The New Orleans Hornets – They started in Charlotte, moved to New Orleans, ran for cover in Oklahoma City, and are now back in the Crescent City. Despite all of this moving the Hornets have always been a quality team.
Last year was no fluke. It also has one of the league's most exciting young groups of players. However, from the beginning, the team has not faired well in New Orleans.
The team owner is a public relations nightmare and openly flirted with relocation to Oklahoma City before New Orleans lassoed him back in with their arena lease. The Hornets recently extended this leases with New Orleans Arena by a few years, but they also inserted several opt-out clauses related to attendance benchmarks. Thus, turning the lease into Swiss cheese.
Despite this threat and the amazing success of the Hornets last spring, New Orleans only managed to put 14,181 fans in the stands.
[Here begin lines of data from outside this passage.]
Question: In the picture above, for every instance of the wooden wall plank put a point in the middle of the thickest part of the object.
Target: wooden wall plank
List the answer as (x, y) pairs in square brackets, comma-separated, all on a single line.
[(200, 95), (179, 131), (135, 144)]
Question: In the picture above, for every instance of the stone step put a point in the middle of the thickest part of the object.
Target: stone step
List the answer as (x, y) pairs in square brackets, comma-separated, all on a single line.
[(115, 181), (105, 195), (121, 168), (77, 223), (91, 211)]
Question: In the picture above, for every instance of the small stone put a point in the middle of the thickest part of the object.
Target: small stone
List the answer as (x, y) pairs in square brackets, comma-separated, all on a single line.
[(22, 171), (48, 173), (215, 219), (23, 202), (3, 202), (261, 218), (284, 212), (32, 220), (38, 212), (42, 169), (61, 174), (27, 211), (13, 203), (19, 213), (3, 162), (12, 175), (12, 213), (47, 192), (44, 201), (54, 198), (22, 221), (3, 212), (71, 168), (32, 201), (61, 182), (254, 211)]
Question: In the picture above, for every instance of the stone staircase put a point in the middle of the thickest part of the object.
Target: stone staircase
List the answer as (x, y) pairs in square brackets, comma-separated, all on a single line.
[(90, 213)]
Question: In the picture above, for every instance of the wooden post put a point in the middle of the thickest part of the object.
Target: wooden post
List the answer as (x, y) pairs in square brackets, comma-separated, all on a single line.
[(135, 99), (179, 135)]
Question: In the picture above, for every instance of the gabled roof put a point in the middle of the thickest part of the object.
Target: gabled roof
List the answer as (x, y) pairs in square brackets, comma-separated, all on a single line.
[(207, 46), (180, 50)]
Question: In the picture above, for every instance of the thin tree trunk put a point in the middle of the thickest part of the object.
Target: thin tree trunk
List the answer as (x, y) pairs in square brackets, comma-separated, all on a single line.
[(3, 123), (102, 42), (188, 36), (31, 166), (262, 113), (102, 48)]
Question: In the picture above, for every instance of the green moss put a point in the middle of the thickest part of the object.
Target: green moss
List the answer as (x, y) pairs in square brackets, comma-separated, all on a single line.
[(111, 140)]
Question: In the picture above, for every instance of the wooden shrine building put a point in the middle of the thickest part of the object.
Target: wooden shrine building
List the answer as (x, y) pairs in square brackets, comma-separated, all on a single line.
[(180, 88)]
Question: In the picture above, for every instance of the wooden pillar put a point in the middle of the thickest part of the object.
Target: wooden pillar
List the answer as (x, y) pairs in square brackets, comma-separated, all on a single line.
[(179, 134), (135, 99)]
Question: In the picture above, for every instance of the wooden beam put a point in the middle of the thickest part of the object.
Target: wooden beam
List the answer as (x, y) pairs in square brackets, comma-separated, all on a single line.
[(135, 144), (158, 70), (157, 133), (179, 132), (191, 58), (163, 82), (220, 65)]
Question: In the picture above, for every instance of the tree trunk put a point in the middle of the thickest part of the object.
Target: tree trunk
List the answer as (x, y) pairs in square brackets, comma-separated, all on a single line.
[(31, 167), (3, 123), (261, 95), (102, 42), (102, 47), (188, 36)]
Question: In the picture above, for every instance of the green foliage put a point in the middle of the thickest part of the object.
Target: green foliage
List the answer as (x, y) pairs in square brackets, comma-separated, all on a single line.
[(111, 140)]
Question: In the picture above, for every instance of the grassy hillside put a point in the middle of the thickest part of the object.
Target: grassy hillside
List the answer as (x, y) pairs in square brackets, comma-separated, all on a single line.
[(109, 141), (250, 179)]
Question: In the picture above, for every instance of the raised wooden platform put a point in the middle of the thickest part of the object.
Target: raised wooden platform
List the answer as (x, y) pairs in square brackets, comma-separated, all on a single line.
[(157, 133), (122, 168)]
Granted last season was a weak attendance year for the NBA as a whole—this number is simply inexcusable for a championship caliber team.
Following Hurricane Katrina, the New Orleans metro, already small, lost nearly 300,000 people to relocation and it is now a little more than one million strong. Between rebuilding expenses and the NFL Saints, the Hornets might just be too much for this city to handle right now.
With all that said, I personally hate the relocation of teams and I wish everyone the best of luck. Owners shouldn’t be able to hold cities hostage with arena demands, but in the end, this is a business that we have all bought into. Of course there is a certain amount of irony when it comes to Memphis (lured Vancouver away) and New Orleans (lured Charlotte away).
Today, there are several serious cities that may be on the hunt for an NBA franchise and they are willing to compete for one. Will Seattle build a new arena? Will Kansas City fill their shinny new, downtown arena? Will Las Vegas end NBA sports betting? Only time will tell.